The straw men come out to play … with reception history

After slipping by without notice, my little piece ‘Against Reception History‘ over at Bible and Interpretation has put the wind up both Christopher Heard and John Hobbins. Heard, webmaster for the Blackwell Bible Commentaries (and hailing from that toothpaste-sounding university, Pepperdine) has penned a longish piece on the actual Blackwell site called ‘In Defense of Reception History’. Hobbins, meanwhile, reckons Heard has ‘corrected’ my little misunderstandings – here at Ancient Hebrew Poetry.

The criticism boils down to saying that I created the proverbial straw man – reception history – whom I then cut down. But reading the posts by these worthy gentlemen, it seems that the straw men have come out to play. Except that the straw men disagree with one another.

After trying a weak encirclement movement – ‘but you too are doing reception history, my dear Roland, but you simply don’t realise it’ – Heard’s singular criticism is that I misrepresent what all those worthy reception critics are doing. How so?

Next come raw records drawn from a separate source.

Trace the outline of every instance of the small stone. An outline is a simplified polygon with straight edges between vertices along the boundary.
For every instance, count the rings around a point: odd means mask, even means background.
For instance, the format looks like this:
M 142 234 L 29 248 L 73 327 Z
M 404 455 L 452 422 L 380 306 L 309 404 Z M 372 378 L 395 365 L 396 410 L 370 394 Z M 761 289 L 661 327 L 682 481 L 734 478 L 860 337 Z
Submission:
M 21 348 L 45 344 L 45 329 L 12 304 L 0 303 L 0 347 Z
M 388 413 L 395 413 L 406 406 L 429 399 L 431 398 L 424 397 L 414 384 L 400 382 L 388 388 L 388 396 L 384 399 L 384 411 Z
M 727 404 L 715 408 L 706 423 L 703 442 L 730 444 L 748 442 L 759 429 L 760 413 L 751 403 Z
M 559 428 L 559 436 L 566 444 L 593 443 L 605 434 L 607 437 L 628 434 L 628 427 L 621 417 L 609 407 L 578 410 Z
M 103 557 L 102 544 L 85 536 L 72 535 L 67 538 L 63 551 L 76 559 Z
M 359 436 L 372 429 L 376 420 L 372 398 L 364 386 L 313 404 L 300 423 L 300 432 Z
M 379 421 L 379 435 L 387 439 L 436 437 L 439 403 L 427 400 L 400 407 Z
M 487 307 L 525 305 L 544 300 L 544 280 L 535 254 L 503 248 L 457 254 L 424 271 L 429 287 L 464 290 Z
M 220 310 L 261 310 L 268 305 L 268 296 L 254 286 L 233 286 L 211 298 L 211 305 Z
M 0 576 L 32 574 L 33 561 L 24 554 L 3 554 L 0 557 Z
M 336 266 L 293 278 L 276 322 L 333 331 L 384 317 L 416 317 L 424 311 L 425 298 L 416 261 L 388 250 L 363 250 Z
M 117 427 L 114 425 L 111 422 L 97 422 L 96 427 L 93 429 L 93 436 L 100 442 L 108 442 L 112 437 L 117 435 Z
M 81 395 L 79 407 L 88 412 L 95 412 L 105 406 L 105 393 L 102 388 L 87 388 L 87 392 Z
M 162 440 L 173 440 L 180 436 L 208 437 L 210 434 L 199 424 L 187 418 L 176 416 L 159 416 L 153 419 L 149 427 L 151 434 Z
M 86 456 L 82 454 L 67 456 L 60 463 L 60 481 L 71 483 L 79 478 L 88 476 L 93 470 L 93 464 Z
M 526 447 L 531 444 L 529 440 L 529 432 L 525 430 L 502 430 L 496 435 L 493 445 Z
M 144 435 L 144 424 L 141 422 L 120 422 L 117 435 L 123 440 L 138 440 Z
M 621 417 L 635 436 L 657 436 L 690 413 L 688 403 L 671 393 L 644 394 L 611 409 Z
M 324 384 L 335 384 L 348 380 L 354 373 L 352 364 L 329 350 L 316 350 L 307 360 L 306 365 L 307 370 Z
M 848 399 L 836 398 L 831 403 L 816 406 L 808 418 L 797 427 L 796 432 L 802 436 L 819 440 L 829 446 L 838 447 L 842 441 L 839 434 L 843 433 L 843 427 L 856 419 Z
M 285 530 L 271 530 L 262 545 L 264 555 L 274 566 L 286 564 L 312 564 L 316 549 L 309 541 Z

Do they give priority to determining the meaning of the text in its original setting (whatever the fuck that might be)? No, no, no, says Heard: they simply allow every interpretation equal validity. In fact, to quote that lovable fossil, John Sawyer, the text doesn’t really ‘exist’ without a reader.

What is also new is the notion that the reception of a text is more important than the text itself, and even that a text doesn’t really exist until somebody reads it.

Um, Chris, my dear smiling man: that used to be called reader-response criticism. But does that mean we are all caught in that dreadful mush sometimes called ‘post-modern’ (so Hobbins)? No, no, no, says Heard:

To be sure, reception history treats biblical texts as ‘originary’ with respect to later uses thereof, but only in the undeniable and rather uninteresting sense that a biblical book must exist before it can have any effects or influence precisely as a book, just as you can’t use a dictionary or be affected by a sentimental love song until those textual objects exist.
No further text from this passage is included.